Enantioselective Protein Affinity Selection Mass Spectrometry (E-ASMS)

Abstract

We report an enantioselective protein affinity selection mass spectrometry screening approach (E-ASMS) that enables the detection of weak binders, informs on selectivity, and generates orthogonal confirmation of binding. After method development with control proteins, we screened 31 human proteins against a designed library of 8,210 chiral compounds. 16 binders to 12 targets, including many proteins predicted to be "challenging to ligand", were discovered and confirmed in orthogonal biophysical assays. 7 binders to 6 targets bound in an enantioselective manner, with K _D values ranging from 3 to 20 μM. Binders for four targets (DDB1, WDR91, WDR55, and HAT1) were selected for in-depth characterization using X-ray crystallography. In all four cases, the mechanism for enantioselectivity was readily explained. We conclude E-ASMS can be used to identify and characterize selective and weakly-binding ligands for novel protein targets with unprecedented throughput and sensitivity.

Fig. 1 |. Development of the E-ASMS platform for scalable protein ligandability discovery.

(a) Schematic representation of the E-ASMS screening workflow. (b-e) Benchmarking the E-ASMS platform using four positive control ligands binding to CRBN, DCAF1, PRMT5, and USP21, respectively. (f) Chemical space of the E-ASMS library. A two-dimensional uniform manifold approximation and projection (UMAP) visualization of SMILES descriptor. The displayed structures represent the top 10 scaffolds within the E-ASMS chemical library. (g) Molecular properties of the E-ASMS chemical library: molecular weight (MW), logP, hydrogen bond acceptors (HBA) and donors (HBD). (h) Chiral separation of the E-ASMS library using four chiral columns (IA, IB, IC, and IG), and two mobile phases (acetonitrile/methanol, yellow; water/methanol, green). (i) Detection rate of 109 ligands against 8 proteins by SEC and E-ASMS methods, respectively. Purple dots represent the K_D distribution of chemical ligands discovered in the present E-ASMS screening against 31 proteins.

Fig. 2 |. Scalable chemical ligand profiling across 31 diverse proteins.

(a) Overview of the 31 screened proteins. ‘High’: drug-like density (DLID) > 1, ‘Medium’: 0.5 < DLID < 1, ‘Low’: DLID < 0.5. (b) Scatter plot of all E-ASMS library compounds interacting with 31 proteins. Dots above the line represent hits with enrichment fold > 5. Red dots indicate hits with enrichment fold > 5 and p-value < 0.05. (c) Confidence levels of all identified hits according to orthogonal evidence. (d) UMAP visualization of the chemical space for hits with enrichment fold > 5. (e) Correlation between K_D and enrichment fold. (f) SPR validation rate of hits with or without enantioselectivity, across different enrichment fold ranges.

Fig. 3 |. Identification of enantioselective hits for DDB1, WDR91, WDR55, and HAT1.
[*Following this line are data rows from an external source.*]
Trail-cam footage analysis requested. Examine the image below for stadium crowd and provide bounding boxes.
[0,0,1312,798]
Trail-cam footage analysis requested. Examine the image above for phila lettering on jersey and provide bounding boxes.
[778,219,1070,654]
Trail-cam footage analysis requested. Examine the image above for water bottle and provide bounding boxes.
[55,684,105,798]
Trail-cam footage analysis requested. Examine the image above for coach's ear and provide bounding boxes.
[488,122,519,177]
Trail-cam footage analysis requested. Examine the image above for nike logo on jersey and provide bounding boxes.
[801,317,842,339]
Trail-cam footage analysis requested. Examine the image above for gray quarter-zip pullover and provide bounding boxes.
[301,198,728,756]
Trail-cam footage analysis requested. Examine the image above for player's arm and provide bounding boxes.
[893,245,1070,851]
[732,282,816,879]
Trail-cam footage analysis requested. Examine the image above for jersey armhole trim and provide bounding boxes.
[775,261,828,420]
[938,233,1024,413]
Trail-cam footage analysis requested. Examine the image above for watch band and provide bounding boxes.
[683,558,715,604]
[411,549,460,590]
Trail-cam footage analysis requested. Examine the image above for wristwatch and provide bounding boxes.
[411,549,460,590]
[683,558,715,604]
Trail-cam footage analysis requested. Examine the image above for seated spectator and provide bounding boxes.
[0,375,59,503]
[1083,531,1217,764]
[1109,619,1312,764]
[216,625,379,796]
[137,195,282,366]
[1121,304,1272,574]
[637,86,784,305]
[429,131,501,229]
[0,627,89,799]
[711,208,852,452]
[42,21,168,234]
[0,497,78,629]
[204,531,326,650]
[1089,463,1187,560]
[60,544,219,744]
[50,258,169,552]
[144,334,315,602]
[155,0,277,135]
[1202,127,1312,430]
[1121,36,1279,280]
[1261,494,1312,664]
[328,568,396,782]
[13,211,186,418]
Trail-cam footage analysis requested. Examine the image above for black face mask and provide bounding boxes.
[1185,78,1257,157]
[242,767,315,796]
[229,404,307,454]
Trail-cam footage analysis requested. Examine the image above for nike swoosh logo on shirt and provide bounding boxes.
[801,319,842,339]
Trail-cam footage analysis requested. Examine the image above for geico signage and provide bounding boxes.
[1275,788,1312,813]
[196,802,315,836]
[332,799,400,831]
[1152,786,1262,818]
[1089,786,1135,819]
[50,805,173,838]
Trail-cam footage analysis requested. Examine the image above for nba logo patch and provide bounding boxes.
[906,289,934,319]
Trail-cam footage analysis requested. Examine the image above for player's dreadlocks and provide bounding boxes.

(a) Scatter plot showing XS381952 pulled down by DDB1. (b) Chiral chromatograms of the XS381952 enantiomers before (upper) and after E-ASMS (bottom). (c) Co-crystal structure of DDB1 with XS381952. Hydrogen bond between the protein and the ligand is shown as green dashed line. (d) Scatter plot showing XS838489 pulled down by WDR91. (e) Chiral chromatograms of the XS838489 enantiomers. (f) Co-crystal structure of WDR91 with XS838489. Hydrogen bonds between the protein and the ligand are shown as green dashed lines. (g) Scat er plot showing XS381774 pulled down by WDR55. (h) Chiral chromatograms of the XS381774 enantiomers. (i) Co-crystal structure of WDR55 with XS381774. (j) Scatter plot showing XS380871 pulled down by HAT1. (k) Chiral chromatograms of the XS380871 enantiomers. (l) Co-crystal structure of HAT1 with XS380871. Hydrogen bonds between the protein and the ligand are shown as green dashed lines.